In the years leading up to the Second World War, there was thought to have been very little anti-Semitism in Italy, with Jews holding prominent positions in parliament, the military and the media. They were also allowed to joined the National Fascist Party.
The Italian dictator Benito Mussolini, having joined forces with Adolf Hitler, led the country to war alongside Germany in 1940. Jewish people living in Italy were then sent to camps including Campagna and Ferramonti di Tarsia.
Italians refused to cooperate with the Nazis in sending Jews to German concentration camps, but this changed when, in 1943, Italy joined the Allies.
Thousands of Italian Jews then perished after the Germans invaded and sent them to Nazi death camps that year. Among them was Pacifici’s grandfather, also named Riccardo, and his grandmother, Wanda.
Pacifici also almost lost his father in a bomb attack on Rome’s main synagogue in 1982, in which a two-year-old boy was killed. The revival of Jewish hostility was sparked by the Israeli war that summer.
Since those dark times, Pacifici has noticed “deep changes” in the treatment of Jews in Italy, and for the better.
“Even from before I was involved in the movements, I’ve noticed lots of changes – it’s also evident in daily gestures,” he says.
The small size of Italy’s Jewish population, and with the majority living in Milan and Rome, means it’s relatively shielded compared to France’s community of 600,000, Pacifici adds.
“It might sound like a joke...but the possibility of meeting a Jew in Italy is much less, so this reduces the chance of attack.”
The popularity of Pope Francis has also made life for Jews easier, he adds.
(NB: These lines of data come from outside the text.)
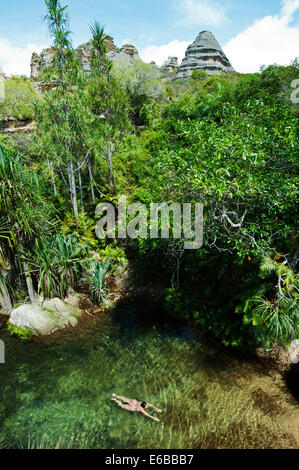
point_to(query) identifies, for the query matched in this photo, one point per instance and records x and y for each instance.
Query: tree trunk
(72, 182)
(80, 187)
(53, 178)
(5, 300)
(91, 180)
(111, 179)
(29, 282)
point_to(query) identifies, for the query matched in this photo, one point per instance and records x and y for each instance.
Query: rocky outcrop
(84, 52)
(130, 50)
(205, 54)
(44, 318)
(42, 61)
(171, 64)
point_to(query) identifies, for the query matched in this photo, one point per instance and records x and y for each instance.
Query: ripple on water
(57, 393)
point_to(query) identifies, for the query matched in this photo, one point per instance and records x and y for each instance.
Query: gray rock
(84, 52)
(205, 54)
(45, 318)
(171, 64)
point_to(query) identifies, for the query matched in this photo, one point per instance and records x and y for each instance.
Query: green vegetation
(228, 142)
(19, 99)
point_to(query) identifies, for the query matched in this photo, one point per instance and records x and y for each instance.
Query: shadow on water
(58, 392)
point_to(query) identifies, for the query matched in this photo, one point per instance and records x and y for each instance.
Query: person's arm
(156, 409)
(149, 416)
(121, 405)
“The influence of the Pope’s words carries a very heavy weight…people hear about ‘respecting others’ from him, through the media, and from their own priests; these words tend to resonate. France is also Catholic but there, the Pope doesn’t have as much influence, or as much media coverage, as in Italy.”
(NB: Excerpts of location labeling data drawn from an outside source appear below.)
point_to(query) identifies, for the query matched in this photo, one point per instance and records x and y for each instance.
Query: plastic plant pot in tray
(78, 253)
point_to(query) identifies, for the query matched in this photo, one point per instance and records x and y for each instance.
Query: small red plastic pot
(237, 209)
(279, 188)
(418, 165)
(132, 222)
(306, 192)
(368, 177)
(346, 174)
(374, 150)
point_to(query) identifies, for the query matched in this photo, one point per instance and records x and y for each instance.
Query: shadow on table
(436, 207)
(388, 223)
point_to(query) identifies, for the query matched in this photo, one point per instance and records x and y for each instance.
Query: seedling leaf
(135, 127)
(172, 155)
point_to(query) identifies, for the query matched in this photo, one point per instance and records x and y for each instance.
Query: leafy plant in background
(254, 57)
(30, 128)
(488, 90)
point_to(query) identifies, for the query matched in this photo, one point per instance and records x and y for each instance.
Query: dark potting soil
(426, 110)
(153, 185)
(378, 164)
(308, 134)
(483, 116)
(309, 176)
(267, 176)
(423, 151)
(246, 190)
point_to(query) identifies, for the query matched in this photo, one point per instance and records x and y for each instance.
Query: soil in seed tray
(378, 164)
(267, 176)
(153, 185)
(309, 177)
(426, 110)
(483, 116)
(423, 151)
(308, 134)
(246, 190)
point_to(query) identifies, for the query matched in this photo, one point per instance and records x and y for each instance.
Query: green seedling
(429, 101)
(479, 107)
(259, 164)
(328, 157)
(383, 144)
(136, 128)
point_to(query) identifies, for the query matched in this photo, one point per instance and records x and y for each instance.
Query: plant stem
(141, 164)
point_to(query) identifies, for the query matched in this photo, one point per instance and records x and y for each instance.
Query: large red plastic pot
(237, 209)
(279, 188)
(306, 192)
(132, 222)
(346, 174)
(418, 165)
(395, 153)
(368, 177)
In addition, the condemnation of the attacks against Jews from the Italian authorities and the public outcry, as well as punishments of the perpetrators, has brought comfort to the community.
Last April, four members of the anti-Semitic group Stormfront were convicted for posting lists of Jews and Jewish-run businesses on a neo-Nazi website, while authorities have also shut down sites responsible for anti-Jewish material.
Meanwhile, seven extremists from the Militia Movement, who are accused of condoning fascism and smearing the walls of Rome with anti-Jewish graffiti, are currently on trial.
Italy’s education ministry is also making efforts to combat prejudice by funding training courses for teachers and launching an anti-Semitism course at Rome’s La Sapienza University.
“It’s evident that this path of respect has grown alongside public opinion, and the messages that come from the Vatican,” Pacifici says.
While Jewish people have left Italy in recent years, Pacifici insists that this is down to the country’s stifling economic situation rather than fear.
He said that among those who leave, most go to Israel, where the economy is thriving off the back of a technology boom.
“The economic situation has especially hit the middle class, and the situation for a Jew not being able to find work is much worse than for everyone else,” he explains.
“For example, if they’re forced to live on the outskirts of Rome, they will not find the things they need to lead a Jewish lifestyle, for example a synagogue, a Jewish school or a place to buy kosher food.
“For Jews, the Jewish way of life is very important. They would prefer a life of poverty than to lose this.”
Referring again to his description of Italy being an "island of happiness", Pacifici warns that this does not mean Jews no longer need to be vigilant.
"If you go online, especially, you see many things," he says.
"But there's a big difference today: nobody can make anti-Semitic statements, it's against the law. There is only a minority of people in Italy who hate."
"I am absolutely not worried about the Jewish community," he adds. "The group that should be worried are the Nazis."